In the GNSS receiver, the neural network inputs were produced by a grid of $N_f{N}_c$ correlators that covered the Doppler frequencies and the code delays of the different received replicas. The number of correlators has a major impact on the computational effort and should be kept as small as possible. However, decreasing the number of correlators, in particular those in the frequency domain ($N_f$), tends to negatively affect the performance of the classifier. Good results were obtained for the Doppler range of $\pm 400$ Hz by conducting $N_f=32$ and $N_c=16$.

Since the neural network was trained using Monte Carlo techniques, increased emphasis was placed on the analytic characterization of the cross-correlations between the noise components in the different correlators. It was also found that pre-processing the CNN inputs with a 2D Discrete Fourier Transform enabled significantly improving the detection performance in certain scenarios. The performance achieved with the CNN was compared with the MLP, which was used as a benchmark. In general, the CNN provided better results than the MLP, especially in low-signal-to-noise-ratio conditions. Thus, the CNN was used as the main multipath detection algorithm in the current work. The explanation for the better performance of the CNN compared to the MLP architecture is that the former includes an initial part (convolutional and max-pooling layers) to perform automatic feature extraction before carrying out the classification task. In fact, the CNN may be viewed as a feature extractor followed by a classifier.

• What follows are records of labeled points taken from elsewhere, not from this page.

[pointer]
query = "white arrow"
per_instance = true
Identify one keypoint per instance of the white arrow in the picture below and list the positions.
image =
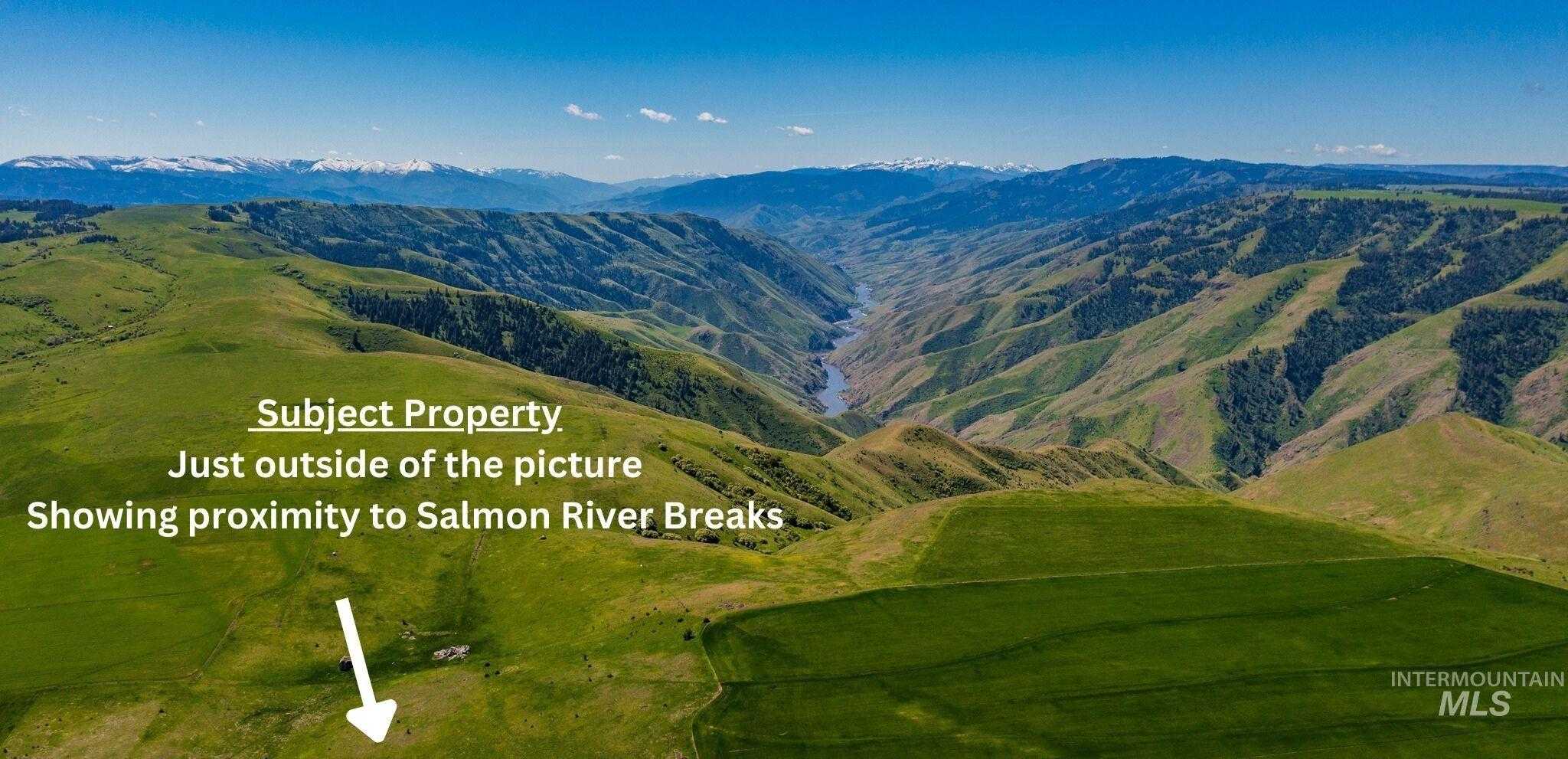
(375, 717)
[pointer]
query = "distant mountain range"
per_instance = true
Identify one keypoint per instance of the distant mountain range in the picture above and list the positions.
(136, 179)
(811, 206)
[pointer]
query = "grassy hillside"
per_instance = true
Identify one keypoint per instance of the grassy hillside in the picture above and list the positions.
(1156, 603)
(1451, 477)
(740, 295)
(1053, 621)
(226, 645)
(1076, 332)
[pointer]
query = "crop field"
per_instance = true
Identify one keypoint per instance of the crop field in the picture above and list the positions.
(1177, 656)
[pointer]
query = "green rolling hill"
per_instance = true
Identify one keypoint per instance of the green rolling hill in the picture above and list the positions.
(1148, 335)
(1162, 624)
(739, 295)
(1451, 477)
(874, 613)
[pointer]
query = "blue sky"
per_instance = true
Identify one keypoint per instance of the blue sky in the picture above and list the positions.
(1048, 83)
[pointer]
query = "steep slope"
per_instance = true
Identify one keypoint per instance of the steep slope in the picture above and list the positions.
(1351, 299)
(51, 295)
(1449, 477)
(742, 295)
(924, 463)
(592, 642)
(1109, 184)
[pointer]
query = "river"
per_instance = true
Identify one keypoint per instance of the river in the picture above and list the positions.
(831, 395)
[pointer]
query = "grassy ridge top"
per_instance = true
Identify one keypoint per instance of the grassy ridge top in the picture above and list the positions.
(1451, 477)
(743, 295)
(223, 645)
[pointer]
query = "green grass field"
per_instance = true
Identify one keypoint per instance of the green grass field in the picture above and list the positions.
(1233, 640)
(1107, 618)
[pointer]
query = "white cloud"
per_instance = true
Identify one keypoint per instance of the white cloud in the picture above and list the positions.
(659, 116)
(580, 113)
(1355, 149)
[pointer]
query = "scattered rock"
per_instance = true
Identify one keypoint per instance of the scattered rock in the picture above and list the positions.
(452, 654)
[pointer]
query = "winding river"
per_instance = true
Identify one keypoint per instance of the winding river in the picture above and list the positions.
(831, 395)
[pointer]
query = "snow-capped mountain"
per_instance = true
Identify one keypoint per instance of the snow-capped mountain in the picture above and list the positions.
(946, 170)
(686, 178)
(137, 179)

Depending on the type of the CNN outputs, hard or soft decisions could be utilized. When hard decisions are used, the GNSS signal affected by the multipath aspects is removed from the equation of navigation. The adoption of soft decisions enables implementing an alternative strategy for multipath mitigation, which consists of solving the equation of navigation using a weighted least-squares algorithm (or an extended Kalman filter), with the processing of each GNSS signal being affected by a different weight (or probability) provided by the neural network. The result is a decrease in the receiver’s position, velocity, and timing errors while keeping the number of processed signals unchanged, which may be a significant advantage when the presence of visible satellites has already been reduced.